Si parte dagli iscritti, scesi in dieci anni da 338 mila a 280 mila, con situazioni diverse a seconda di corsi e atenei. Ma i diciannovenni che rinunciano alla laurea sono sempre di più visto che le iscrizioni sono calate del 4 per cento in tre anni. E siamo sotto la media europea per numero di laureati: nella fascia di età  fra i 30 e i 34 anni da noi hanno il titolo il 19% dei giovani, in Europa il 30. E continua a scendere il numero dei professori. Negli ultimi sei anni sono il 22% in meno. Così, nonostante il calo degli iscritti, il numero medio di studenti per docente in Italia resta alto: 18,7, mentre la media Ocse è 15,5.
Il presidente del Cun, Andrea Lenzi, presentando il dossier ha parlato di «progressiva e irrazionale riduzione delle risorse finanziarie e umane», poi ha snocciolato i numeri, tutti con segno meno. Il Fondo di finanziamento ordinario (Ffo) è sceso del 20%: «Moltissimi atenei a rischio dissesto non possono programmare né didattica né ricerca, tanti hanno appena i soldi per pagare gli stipendi. E la crisi colpisce tutti, anche i grandi atenei. Anche se poi cambia la capacità  di attrarre finanziamenti dall’esterno e dall’estero, ma su alta formazione e ricerca il Paese deve investire».
Poi il dato sulle borse di studio, ancora tagliate. Se nel 2009 era l’84% degli aventi diritto a ricevere l’aiuto, nel 2011 la copertura c’è stata soltanto per il 75%. Il commento di Marco Lezzi, nel Consiglio nazionale studenti universitari: «Il sistema del diritto allo studio è inefficace, soltanto il 10% degli studenti riceve il sostegno, è per pochi, sempre meno, ed è insufficiente. La borsa di studio arriva al massimo a cinquemila euro, e in una città  come Milano non bastano. Ecco perché molti rinunciano». Per la Cgil «in Italia studiare è sempre più costoso e non paga. I laureati sono disoccupati quanto i diplomati».

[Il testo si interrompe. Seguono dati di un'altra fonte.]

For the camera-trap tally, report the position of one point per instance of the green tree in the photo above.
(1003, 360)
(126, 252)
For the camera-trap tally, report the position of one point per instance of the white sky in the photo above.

Ma c’è anche una valutazione meno negativa. Arriva dal coordinatore del rapporto Stella sull’occupazione dei laureati, Nello Scarabottolo. «Il calo generale degli iscritti è certo ma bisogna considerare che dieci anni fa erano appena state introdotte le lauree triennali e c’era stato un boom di immatricolazioni, ecco perché il calo appare più pesante».